The Hand of Time

Clock Flowers 7  The single metal hour hand lay on the table in front of me. Stephen and I had been playing with an old clock in an effort to get it to work. However, once the hands become loosened from the mechanism that counts off the minutes, even if it still ticks, the clock is effectively broken. We took the clock apart and kept the face to use for an art project. Gazing at the pointed hour hand I wished I could think of a way to put it to use. Finally I gave it to Stephen, thinking he might be able to make use of it in a collage.

The hand of time touches us all. Sometime it strokes gently, lulling us into complacency until we sit up and take notice. “Where did the time go?” we say and look around us to see if we can locate the lost minutes, hours or years. At other times it seems to have an iron grip on us, passing so slowly we want to scream in frustration. It’s definitely fickle and frolicsome, turning hair grey when our backs are turned. ave written a lot of poetry about time and its effects.

I have found that time is strangely elastic. It can stretch or shrink to suit how I am feeling. When I’m impatient, it seems to pass ever so much more slowly than when I am not thinking about it at all, but fully engaged in what I am doing. I remember once playing music with a friend during our lunch hour. We met in the room set aside for time off and began to tune our instruments. Then we started to play. I was fully engaged in the extraordinary joy of it.  Eventually I came to and began to worry that we had overstayed our time. When I looked at the clock I was amazed. It seemed we had entered a timelessness that stretched on and on, yet in real time we had been playing music for only half an hour.

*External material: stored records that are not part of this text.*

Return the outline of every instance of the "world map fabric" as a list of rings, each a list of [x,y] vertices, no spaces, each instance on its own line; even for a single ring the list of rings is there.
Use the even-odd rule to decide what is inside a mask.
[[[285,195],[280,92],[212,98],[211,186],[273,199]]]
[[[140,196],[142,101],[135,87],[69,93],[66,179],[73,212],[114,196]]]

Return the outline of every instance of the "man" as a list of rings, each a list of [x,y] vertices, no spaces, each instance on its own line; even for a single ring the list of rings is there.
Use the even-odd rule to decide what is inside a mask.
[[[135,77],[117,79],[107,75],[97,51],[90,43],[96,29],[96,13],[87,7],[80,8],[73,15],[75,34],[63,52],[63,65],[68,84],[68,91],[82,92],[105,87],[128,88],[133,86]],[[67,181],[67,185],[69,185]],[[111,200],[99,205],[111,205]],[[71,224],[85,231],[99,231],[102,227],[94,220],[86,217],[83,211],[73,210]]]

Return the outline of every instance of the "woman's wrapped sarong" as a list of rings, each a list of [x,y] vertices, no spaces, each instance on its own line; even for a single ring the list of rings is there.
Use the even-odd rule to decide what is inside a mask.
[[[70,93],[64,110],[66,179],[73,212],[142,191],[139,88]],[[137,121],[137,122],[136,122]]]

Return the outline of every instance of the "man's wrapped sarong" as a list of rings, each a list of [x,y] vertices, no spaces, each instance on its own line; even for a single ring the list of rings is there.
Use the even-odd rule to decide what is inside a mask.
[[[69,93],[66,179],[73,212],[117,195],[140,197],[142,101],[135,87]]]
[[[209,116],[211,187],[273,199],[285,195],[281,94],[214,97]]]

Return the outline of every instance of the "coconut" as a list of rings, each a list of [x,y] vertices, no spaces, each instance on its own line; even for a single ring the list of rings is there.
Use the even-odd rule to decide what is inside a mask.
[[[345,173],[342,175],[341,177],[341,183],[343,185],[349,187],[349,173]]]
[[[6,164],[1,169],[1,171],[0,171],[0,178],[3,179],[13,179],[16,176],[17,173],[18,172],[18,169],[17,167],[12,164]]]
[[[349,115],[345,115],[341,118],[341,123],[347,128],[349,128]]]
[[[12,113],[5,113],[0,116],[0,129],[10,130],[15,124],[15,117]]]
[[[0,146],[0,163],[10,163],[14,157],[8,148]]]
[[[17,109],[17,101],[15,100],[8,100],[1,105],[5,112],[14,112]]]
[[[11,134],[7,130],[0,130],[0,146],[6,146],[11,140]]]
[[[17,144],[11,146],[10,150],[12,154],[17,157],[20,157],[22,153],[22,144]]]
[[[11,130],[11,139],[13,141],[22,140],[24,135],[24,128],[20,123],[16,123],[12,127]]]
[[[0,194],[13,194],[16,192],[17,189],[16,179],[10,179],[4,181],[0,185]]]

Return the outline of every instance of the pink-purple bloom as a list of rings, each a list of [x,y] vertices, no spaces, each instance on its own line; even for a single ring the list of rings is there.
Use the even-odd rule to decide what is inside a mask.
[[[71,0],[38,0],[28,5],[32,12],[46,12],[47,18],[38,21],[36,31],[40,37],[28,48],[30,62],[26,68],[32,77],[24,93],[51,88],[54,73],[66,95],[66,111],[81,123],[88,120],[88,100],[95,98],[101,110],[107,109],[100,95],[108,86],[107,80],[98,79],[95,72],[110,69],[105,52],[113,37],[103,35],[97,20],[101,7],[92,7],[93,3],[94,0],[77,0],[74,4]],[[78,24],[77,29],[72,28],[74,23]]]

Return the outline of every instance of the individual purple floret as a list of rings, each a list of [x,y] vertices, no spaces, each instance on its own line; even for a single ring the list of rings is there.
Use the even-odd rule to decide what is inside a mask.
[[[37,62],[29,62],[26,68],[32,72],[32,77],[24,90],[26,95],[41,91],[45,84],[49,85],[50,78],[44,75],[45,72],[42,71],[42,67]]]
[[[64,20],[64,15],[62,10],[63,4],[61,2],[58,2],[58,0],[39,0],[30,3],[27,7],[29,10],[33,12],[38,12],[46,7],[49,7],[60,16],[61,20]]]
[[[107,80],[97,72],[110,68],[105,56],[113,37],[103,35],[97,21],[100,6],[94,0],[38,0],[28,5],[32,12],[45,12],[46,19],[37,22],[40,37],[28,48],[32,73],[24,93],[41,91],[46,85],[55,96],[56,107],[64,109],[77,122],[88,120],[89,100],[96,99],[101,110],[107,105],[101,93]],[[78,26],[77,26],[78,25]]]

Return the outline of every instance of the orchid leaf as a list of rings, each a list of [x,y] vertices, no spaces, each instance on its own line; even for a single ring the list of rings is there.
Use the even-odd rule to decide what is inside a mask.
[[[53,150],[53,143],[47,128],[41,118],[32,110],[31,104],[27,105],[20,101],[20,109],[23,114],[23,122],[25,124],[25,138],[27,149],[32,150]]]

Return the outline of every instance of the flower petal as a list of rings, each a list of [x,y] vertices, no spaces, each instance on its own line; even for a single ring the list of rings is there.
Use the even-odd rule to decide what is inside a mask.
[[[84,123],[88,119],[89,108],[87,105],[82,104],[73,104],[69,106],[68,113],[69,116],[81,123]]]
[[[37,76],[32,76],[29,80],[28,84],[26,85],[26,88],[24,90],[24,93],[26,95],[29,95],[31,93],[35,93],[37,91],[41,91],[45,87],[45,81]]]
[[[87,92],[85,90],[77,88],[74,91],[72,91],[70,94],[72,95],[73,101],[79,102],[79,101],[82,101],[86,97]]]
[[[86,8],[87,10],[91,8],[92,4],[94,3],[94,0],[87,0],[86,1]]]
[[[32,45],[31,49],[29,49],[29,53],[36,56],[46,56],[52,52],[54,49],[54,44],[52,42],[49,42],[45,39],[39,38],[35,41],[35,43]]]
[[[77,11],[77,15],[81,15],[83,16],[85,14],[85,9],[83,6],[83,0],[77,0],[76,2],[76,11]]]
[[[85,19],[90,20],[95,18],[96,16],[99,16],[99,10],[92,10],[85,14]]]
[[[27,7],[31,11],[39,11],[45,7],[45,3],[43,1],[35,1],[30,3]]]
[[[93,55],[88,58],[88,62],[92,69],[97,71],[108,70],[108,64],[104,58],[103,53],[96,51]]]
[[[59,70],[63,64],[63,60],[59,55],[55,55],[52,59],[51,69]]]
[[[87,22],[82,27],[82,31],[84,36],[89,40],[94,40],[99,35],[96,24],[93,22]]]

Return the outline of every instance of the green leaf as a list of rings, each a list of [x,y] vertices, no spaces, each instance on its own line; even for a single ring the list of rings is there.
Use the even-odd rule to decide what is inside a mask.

The older I get the more conscious I am of the passage of time. Perhaps that is because there is less and less of it left to me with each passing year. Although almost nobody knows their expiration date, we all know that there is a limit to the time we have left, regardless how long or how short. I do not feel anxious or fearful about my personal duration; it’s just that I wish to make the best use of whatever time remains to me. Most have heard about one’s so-called bucket list. I gave that up a while ago. I prefer to content myself with making the most of every day I have. That gives me a better focus.

It’s odd how we speak of spending time. Minutes and hours are not real like dollars and cents. Yet often we treat time as though it was tangible–to be stored up or spent or hoarded or wasted. I remember my delight as a child at the thought of having a whole afternoon to do what I liked. Now I am grateful to have an hour or two when I might do something meaningless as opposed to productive. Sometimes I feel I am stealing time from what I ought to be doing. Then I remind myself that it is my time to do with as I wish, and I am a not a human doing but a human being.